2. Discover and be yourself
A few resources and a considerable amount of verbal encouragement here at CLD will hopefully inspire you to get to know yourself better than you have before. This new knowledge will empower you to make significant life decisions that are more of a fit with who you are. Being able to say, “I am going this way and not that way!” is huge.
Suddenly your life has a greater sense of focus, and it becomes more difficult to be tossed this way and that and bossed around. To be fair, most people in your life to not likely intend to run your life. Out in the ocean, by way of comparison, the waves just do what they do. It is the ship that is adrift that really has the problem
3. Defend your personal boundaries
This title is not ment to suggest images of aggression and hostility. It is intended, rather, to encourage you to continue to be yourself when you bump into people who don’t respect who you are or what you do. This will happen. Remember, their lack of respect for your dignity as a unique human being is their problem not yours. Often this takes place because of deep insecurities; so don’t be too hard on someone who is pushing and pressing you down while promoting themselves.

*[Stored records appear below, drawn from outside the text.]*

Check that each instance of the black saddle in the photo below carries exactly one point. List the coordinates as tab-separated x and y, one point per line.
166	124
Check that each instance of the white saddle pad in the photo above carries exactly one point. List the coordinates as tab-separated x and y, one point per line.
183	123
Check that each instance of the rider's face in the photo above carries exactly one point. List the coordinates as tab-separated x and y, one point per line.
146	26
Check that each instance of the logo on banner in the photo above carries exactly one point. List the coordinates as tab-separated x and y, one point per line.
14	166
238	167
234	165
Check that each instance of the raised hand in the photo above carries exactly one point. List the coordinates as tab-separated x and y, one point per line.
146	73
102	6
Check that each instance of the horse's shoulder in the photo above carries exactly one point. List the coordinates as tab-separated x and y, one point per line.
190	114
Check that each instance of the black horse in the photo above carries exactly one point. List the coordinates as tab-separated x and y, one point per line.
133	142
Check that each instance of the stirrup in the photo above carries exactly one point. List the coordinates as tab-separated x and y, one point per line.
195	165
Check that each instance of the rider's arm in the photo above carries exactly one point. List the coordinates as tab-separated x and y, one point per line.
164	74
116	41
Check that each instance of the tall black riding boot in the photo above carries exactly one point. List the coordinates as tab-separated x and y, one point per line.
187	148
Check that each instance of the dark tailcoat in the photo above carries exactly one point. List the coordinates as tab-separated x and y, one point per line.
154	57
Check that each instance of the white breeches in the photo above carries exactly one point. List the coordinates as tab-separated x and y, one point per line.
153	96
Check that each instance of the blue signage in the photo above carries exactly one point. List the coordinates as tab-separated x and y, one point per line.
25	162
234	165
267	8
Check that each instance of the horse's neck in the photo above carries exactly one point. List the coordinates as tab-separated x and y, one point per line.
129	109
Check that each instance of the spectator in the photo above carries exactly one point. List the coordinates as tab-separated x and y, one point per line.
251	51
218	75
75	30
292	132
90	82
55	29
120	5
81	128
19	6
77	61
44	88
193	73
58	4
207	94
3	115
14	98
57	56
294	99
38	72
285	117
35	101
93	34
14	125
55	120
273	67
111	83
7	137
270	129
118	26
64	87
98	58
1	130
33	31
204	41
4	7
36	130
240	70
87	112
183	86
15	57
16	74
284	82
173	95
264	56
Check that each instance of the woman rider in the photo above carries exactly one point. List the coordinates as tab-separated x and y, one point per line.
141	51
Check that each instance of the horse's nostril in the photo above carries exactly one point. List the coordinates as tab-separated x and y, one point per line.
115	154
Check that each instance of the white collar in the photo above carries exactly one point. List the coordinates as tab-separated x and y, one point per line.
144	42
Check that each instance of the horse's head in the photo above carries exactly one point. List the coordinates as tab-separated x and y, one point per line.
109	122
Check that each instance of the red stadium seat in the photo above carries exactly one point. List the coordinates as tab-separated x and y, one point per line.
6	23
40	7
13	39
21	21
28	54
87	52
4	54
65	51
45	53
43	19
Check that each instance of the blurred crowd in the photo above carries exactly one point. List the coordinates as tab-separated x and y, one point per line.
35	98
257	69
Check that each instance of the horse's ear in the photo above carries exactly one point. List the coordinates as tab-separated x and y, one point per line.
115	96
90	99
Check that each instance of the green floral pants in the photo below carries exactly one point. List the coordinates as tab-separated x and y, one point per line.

At the same time, don’t confuse humility with becoming invisible. You matter. Your life matters. Your contribution matters. Make sure that you show up for your own life.
4. Develop your worldview
If you think that every belief system or religion or worldview is pure propaganda, or just a matter of personal choice, you may tend to tune-out right about now. I don’t. So here is a suggestion, or if you like, some advice: Don’t let other people (media people, university people, publishing people, etc.) push you around, telling you what to think and feel and believe and exactly how to live. Take some time, perhaps a lot of time, to investigate and think for yourself.
Nowadays, a lot of people in the West – even some who attend church on a regular basis – have, say, a grade three understanding of their Christian heritage and a grade ten comprehension of the latest naturalistic philosophy of life. If this imbalance describes your situation, something needs to change.
Everybody enjoys little children. But children all need to grow up some day and become adults.